BACKGROUND:Stroke is a common and important adverse event after acute myocardial infarction (AMI) in the elderly. It is unclear whether the risk of stroke after AMI has changed with improvements in treatments and outcomes for AMI in the last decade. METHODS: To assess trends in risk of stroke after AMI, we used a national sample of Medicare data to identify Fee-for-Service patients (n = 2,305,441) aged ≥65 years who were discharged alive after hospitalization for AMI from 1999 to 2010. RESULTS: We identified 57,848 subsequent hospitalizations for ischemic stroke and 4,412 hospitalizations for hemorrhagic stroke within 1 year after AMI. The 1-year rate of ischemic stroke decreased from 3.4% (95% CI 3.3%-3.4%) to 2.6% (2.5%-2.7%; P < .001).

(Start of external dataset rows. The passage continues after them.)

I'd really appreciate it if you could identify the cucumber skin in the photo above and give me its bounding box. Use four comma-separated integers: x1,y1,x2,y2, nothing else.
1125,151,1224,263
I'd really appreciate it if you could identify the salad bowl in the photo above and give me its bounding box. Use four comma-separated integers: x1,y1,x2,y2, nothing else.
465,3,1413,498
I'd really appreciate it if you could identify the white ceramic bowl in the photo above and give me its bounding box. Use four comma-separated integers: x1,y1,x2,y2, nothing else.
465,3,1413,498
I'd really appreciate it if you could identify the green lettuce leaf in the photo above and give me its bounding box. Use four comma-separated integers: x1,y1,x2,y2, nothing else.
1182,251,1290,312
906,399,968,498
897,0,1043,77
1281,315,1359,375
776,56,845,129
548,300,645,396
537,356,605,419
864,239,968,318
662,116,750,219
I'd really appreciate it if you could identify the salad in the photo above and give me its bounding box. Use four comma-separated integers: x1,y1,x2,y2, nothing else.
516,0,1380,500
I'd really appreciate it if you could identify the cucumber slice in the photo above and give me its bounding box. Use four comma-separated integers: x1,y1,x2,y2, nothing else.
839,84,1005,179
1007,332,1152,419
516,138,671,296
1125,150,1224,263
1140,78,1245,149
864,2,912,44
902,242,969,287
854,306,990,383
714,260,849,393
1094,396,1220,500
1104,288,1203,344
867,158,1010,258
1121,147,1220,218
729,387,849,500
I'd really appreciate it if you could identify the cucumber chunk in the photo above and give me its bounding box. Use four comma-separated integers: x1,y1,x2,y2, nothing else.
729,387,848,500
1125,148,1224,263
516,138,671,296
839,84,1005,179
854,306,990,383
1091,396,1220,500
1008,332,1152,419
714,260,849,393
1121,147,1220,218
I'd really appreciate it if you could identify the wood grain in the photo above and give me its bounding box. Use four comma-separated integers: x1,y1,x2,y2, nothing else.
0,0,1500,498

The risk-adjusted annual decline was 3% (hazard ratio, 0.97; [0.97-0.98]) and was similar across all age and sex-race groups. The rate of hemorrhagic stroke remained stable at 0.2% and did not differ by subgroups. The 30-day mortality for patients admitted with ischemic stroke after AMI decreased from 19.9% (18.8%-20.9%) to 18.3% (17.1%-19.6%) and from 48.3% (43.0%-53.6%) to 45.7% (40.3%-51.2%) for those admitted with hemorrhagic stroke. We observed a decrease in 1-year mortality from 37.8% (36.5%-39.1%) to 35.3% (33.8%-36.8%) for ischemic stroke and from 66.6% (61.4%-71.5%) to 60.6% (55.1%-65.9%) for hemorrhagic stroke. CONCLUSIONS: From 1999 to 2010, the 1-year risk for ischemic stroke after AMI declined, whereas the risk of hemorrhagic stroke remained unchanged. However, 30-day and 1-year mortality continued to be high.